Lohri, Makar Sankranti, Pongal & Bihu Celebrations Across India
Let’s take a look at how people celebrated the beginning of harvest season this year.
Makar Sankranti marks the end of the winter with the winter solstice and the start of longer days. It is known by various names in different parts of the country. Bonfires, an important part of the festivities, were lit as families danced to the tunes of famous festival songs.
People mark the occasion by offering prayers and paying obeisance to Surya bhagwaan (Sun God), seeking blessings for abundant harvest.
Makar Sankranti also known as Maghi, is a Hindu festival, which is celebrated across India in different cultural forms, with great devotion and fervour. The festival, which marks the start of longer days, is usually celebrated in the second week of January.
The harvest festival of Pongal is celebrated with enthusiasm across Tamil Nadu and neighbouring Puducherry, with the celebrations also marking the onset of the Tamil month of 'Thai', seen as a harbinger of good times.
It is a four-day harvest festival celebrated with great zeal in southern parts of the country, especially in Tamil Nadu.

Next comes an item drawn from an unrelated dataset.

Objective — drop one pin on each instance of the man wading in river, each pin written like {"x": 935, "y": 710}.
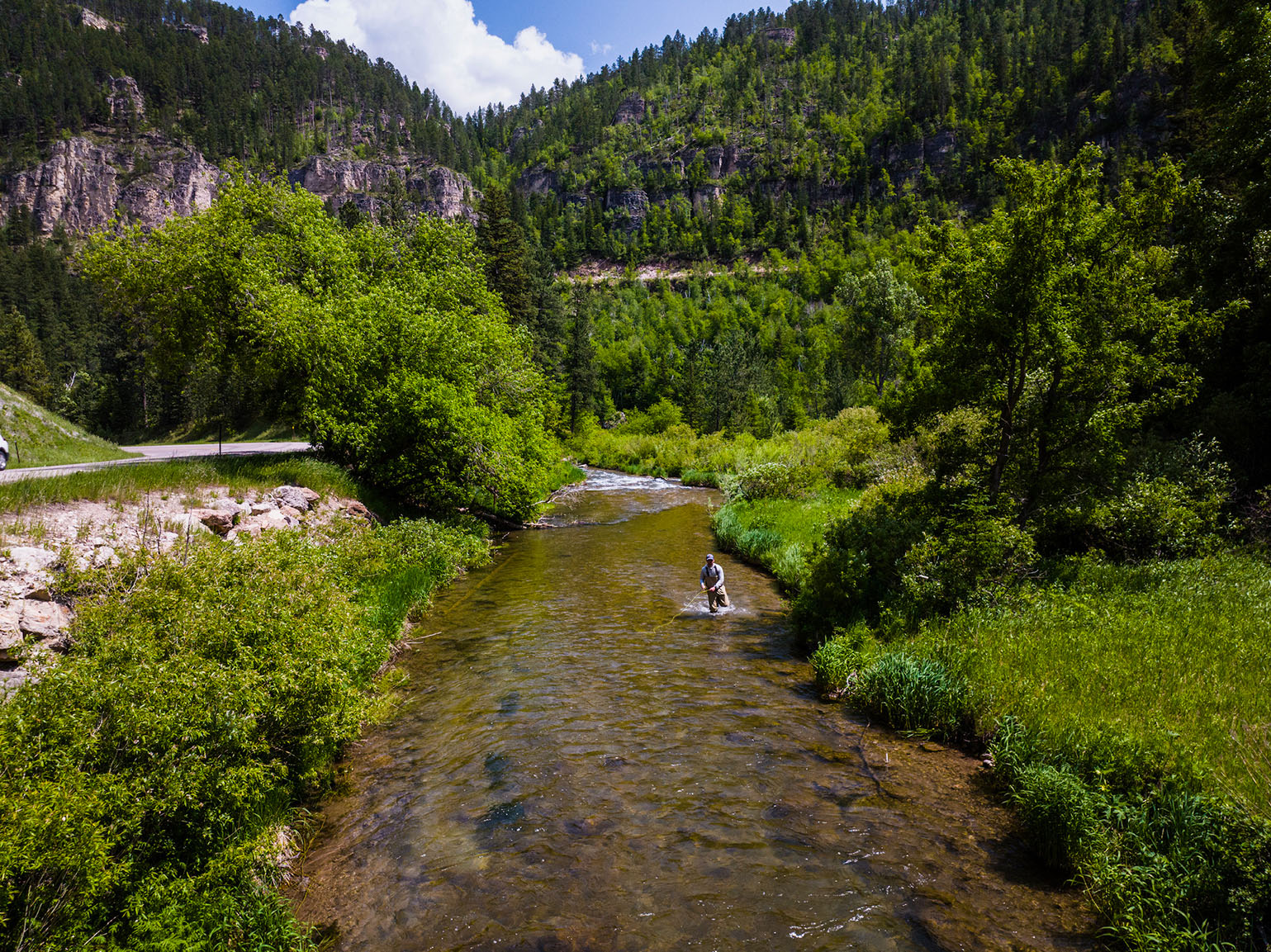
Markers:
{"x": 712, "y": 580}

People celebrate the festival by donning new clothes and preparing sweet rice of 'pongal' in the 'pongal panai' (pongal pot), buy sugarcane and offer prayers amid traditional chants of 'Pongal-o-Pongal' that symbolises growth and prosperity.
'Magh Bihu' is when the annual harvest takes place in Assam. People celebrate Rongali Bihu to mark the beginning of the Assamese new year and the end of the harvest season.
Younger people visit elders in the family and seek their blessings. Elders give Bihuwan – the traditional Assamese towel known as gamocha – and bless the younger lot for good health and prosperity.